FAQ
This works fine...
COPY pgbench_accounts TO '/tmp/acc' BINARY;

This new format does not
COPY pgbench_accounts FROM '/tmp/acc' (FORMAT BINARY);
ERROR: syntax error at or near "BINARY" at character 47

which looks like I've mistyped something. Until you realise that this
statement gives a completely different error message.

COPY pgbench_accounts FROM '/tmp/acc' (FORMAT anyname);
ERROR: COPY format "anyname" not recognized

and we also note that there are no examples in the docs, nor
regression tests to cover this situation.

So I conclude that this hasn't ever worked since it was introduced in 9.0.

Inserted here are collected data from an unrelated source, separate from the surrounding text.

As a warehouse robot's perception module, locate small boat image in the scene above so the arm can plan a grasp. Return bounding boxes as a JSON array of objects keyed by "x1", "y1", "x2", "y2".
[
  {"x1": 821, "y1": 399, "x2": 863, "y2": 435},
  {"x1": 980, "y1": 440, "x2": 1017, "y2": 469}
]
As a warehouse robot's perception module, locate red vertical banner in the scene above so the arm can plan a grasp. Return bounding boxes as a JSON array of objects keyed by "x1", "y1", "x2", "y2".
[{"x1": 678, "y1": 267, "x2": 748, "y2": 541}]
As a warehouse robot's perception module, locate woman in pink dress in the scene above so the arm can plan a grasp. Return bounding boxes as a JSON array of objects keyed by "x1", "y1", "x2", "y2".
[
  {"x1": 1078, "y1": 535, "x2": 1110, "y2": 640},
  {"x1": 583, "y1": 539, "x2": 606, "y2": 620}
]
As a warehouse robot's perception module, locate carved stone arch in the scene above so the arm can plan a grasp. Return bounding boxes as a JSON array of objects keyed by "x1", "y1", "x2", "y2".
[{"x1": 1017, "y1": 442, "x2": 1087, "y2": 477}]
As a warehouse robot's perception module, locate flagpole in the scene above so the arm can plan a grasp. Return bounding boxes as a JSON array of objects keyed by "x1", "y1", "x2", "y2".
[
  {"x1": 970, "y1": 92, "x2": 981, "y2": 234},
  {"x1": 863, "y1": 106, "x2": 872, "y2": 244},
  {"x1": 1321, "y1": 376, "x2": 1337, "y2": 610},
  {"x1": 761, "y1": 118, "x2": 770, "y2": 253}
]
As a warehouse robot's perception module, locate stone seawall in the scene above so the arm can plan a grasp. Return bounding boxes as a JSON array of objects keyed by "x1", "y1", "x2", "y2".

The cause is that there is an overlap between the old and the new COPY
syntax, relating to the word BINARY. It's the grammar generating the
error, not post parse analysis.

My attempts to fix that look pretty ugly, so I'm not even going to
post them. I can stop the error on binary by causing errors on csv and
text, obviously not a fix. Any grammar based fix looks like it would
restrict the list of formats, which breaks the orginal intention of
the syntax change.

I'm advised that

COPY pgbench_accounts FROM '/tmp/acc' (FORMAT 'BINARY');

works fine. Though that is not documented and I doubt anyone much uses that.

My conclusion is that we should *not* fix this bug, but just alter the
manual slightly to explain what the correct usage is (use quotes
around 'binary'). Reason for that suggestion is that nobody ever
reported this bug, so either few people use binary mode or they use
the old syntax. Of course, that is not a normal suggestion, so feel
free to walk up and down my spine with boots on for suggesting it.

Thoughts?

--
  Simon Riggs http://www.2ndQuadrant.com/
  PostgreSQL Development, 24x7 Support, Training & Services

Search Discussions

  • Heikki Linnakangas at May 26, 2013 at 3:35 pm

    On 26.05.2013 04:31, Simon Riggs wrote:
    This works fine...
    COPY pgbench_accounts TO '/tmp/acc' BINARY;

    This new format does not
    COPY pgbench_accounts FROM '/tmp/acc' (FORMAT BINARY);
    ERROR: syntax error at or near "BINARY" at character 47

    which looks like I've mistyped something. Until you realise that this
    statement gives a completely different error message.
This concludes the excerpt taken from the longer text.